DCU student of Computer Applications, Nano Gough, who was awarded an IBM scholarship on 11 April 2003, is pictured here with Emira Dautbegovic, an Electronic Engineering student, who also received received an IBM scholarship in April. DCU received the only two IBM scholarships that were allocated for Ireland.
Nano, like Emira, received a €15000 fellowship from IBM, a laptop and a three month internship. Andy Way, from the school of computing, is Nano's research supervisor.
Nano's research involves the development of an Example-based machine translation (EBMT) system. The concept behind EBMT is a relatively simple one. The fundamental idea is to generate new translations by means of a set of previously translated examples. Previous translations are used and the system learns from previous examples and can extract the necessary word translations to adapt a sentence. Initially, a bilingual aligned corpus is required. This corpus provides a lexical resource containing potentially reusable translations. Subsequent stages in the EBMT process involve matching new data against the existing corpus, retrieving 'similar' examples and their associated translations, and finally adapting and recombining these to produce a new translation.

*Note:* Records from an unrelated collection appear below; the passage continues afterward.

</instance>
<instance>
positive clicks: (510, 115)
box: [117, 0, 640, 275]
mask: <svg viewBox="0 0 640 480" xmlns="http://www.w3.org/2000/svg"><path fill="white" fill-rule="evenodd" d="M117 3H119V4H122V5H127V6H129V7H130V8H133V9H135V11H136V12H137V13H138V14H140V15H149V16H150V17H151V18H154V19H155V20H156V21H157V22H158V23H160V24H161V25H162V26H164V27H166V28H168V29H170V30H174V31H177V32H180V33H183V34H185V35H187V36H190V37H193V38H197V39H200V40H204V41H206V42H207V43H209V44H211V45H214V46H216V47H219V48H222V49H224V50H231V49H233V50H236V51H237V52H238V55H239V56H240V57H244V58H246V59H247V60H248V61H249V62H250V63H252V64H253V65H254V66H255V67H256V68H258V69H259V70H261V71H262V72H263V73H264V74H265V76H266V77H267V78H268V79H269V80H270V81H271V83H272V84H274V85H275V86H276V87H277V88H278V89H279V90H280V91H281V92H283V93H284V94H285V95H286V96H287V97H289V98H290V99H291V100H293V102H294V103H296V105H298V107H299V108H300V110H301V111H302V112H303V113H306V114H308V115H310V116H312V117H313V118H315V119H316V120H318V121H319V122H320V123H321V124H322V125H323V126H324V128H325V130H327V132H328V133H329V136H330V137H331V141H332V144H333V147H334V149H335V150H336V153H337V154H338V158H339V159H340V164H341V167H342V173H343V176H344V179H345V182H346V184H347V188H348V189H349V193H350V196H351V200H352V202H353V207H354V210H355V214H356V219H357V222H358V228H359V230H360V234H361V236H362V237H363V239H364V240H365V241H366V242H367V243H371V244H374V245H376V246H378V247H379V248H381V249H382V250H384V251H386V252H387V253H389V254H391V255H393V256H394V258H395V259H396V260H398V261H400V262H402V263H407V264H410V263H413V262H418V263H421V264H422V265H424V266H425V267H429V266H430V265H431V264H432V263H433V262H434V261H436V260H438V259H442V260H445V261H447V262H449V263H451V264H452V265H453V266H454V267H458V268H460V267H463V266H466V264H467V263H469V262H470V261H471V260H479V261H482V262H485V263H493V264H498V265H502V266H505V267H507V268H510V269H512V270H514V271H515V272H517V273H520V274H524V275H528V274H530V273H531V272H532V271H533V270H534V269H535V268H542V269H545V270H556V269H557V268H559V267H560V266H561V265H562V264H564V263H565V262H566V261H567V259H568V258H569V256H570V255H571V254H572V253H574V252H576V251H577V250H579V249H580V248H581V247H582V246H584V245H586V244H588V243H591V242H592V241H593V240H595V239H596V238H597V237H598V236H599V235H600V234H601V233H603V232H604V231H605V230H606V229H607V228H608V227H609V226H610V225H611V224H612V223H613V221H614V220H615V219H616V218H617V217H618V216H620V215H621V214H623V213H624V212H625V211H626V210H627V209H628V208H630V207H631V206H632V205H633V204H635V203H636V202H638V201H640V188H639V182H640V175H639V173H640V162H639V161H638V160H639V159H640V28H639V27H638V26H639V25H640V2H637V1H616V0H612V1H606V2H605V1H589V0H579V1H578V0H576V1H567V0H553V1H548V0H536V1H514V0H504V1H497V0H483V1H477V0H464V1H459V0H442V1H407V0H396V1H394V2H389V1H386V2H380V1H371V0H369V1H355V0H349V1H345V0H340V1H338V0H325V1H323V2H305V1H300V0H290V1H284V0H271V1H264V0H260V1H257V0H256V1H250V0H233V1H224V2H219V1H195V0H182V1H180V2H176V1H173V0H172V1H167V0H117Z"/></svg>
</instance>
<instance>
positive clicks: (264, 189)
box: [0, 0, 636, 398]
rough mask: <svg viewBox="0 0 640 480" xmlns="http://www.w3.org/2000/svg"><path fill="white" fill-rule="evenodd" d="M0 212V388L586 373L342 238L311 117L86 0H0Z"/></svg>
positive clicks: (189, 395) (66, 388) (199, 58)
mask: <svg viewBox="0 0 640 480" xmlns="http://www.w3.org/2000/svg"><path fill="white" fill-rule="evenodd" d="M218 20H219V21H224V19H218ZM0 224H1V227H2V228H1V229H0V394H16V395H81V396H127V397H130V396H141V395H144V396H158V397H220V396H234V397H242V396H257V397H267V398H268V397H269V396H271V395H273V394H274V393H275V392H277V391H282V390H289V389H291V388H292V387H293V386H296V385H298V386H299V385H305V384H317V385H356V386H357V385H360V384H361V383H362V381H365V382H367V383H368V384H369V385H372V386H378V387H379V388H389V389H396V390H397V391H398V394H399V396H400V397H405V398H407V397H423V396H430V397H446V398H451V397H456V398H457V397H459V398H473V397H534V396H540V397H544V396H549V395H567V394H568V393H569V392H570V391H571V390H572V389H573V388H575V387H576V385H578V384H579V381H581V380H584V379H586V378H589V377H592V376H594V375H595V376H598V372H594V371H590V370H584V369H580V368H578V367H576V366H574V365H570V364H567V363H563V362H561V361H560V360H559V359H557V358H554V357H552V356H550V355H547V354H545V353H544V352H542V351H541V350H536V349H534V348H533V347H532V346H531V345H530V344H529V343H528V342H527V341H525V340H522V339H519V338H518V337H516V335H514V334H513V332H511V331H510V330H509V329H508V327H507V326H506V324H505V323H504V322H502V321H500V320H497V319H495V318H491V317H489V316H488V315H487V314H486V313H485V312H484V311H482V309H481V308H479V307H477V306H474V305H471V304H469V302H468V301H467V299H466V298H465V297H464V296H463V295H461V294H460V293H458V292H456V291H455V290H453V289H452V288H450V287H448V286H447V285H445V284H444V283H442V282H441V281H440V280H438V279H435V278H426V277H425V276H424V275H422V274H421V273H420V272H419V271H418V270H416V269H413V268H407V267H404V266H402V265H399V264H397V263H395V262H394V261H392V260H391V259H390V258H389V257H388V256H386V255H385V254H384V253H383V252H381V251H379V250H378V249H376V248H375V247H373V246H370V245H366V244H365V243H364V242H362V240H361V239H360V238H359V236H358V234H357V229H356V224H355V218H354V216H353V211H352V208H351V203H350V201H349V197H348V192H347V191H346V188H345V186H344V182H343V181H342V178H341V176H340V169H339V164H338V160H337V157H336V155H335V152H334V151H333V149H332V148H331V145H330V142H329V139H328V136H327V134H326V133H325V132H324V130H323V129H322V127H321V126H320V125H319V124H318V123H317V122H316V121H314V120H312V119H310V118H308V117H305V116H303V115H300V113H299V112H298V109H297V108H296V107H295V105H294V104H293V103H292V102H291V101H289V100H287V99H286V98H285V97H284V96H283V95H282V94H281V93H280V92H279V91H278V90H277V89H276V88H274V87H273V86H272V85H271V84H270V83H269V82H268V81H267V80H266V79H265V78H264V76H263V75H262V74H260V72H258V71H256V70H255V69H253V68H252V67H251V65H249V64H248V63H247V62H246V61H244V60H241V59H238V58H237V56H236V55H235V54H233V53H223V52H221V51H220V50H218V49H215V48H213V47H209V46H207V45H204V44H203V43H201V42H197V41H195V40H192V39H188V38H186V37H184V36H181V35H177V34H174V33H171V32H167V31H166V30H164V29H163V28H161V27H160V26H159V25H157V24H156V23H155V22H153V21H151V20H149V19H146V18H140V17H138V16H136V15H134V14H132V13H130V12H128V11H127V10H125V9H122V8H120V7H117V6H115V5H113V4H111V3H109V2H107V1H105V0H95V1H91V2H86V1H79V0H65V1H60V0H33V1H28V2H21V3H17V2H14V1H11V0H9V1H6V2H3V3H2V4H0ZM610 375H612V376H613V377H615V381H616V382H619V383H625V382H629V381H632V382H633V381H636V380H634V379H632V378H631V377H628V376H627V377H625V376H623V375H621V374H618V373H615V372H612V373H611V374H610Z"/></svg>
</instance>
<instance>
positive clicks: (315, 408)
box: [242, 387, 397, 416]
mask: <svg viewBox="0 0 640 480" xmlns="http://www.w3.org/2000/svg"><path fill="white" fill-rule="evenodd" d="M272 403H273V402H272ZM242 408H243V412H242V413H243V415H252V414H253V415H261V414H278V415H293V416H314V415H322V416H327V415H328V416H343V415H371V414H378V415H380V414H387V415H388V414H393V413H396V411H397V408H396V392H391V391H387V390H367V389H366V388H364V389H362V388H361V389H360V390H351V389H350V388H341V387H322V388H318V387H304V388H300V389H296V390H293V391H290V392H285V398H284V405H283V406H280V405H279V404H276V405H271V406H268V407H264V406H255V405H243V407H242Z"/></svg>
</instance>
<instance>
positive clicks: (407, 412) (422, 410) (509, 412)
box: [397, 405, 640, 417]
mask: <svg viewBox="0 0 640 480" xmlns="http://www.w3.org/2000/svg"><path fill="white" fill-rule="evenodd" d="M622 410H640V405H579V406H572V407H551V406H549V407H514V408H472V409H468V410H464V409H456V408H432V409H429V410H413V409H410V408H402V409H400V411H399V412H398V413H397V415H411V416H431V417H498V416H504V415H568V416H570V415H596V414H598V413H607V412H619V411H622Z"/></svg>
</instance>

This strengthens the relationship between DCU and IBM in the
area of Machine Translation, as IBM were one of the major
sponsors at the recent conference on Controlled Translation
held at DCU, see link below.
Michael Daly, Country General Manager, IBM said that IBM has been involved in postgraduate research in DCU for a number of years and he also remarked that "It also further endorses both the quality and business relevance of the research being carried out in DCU."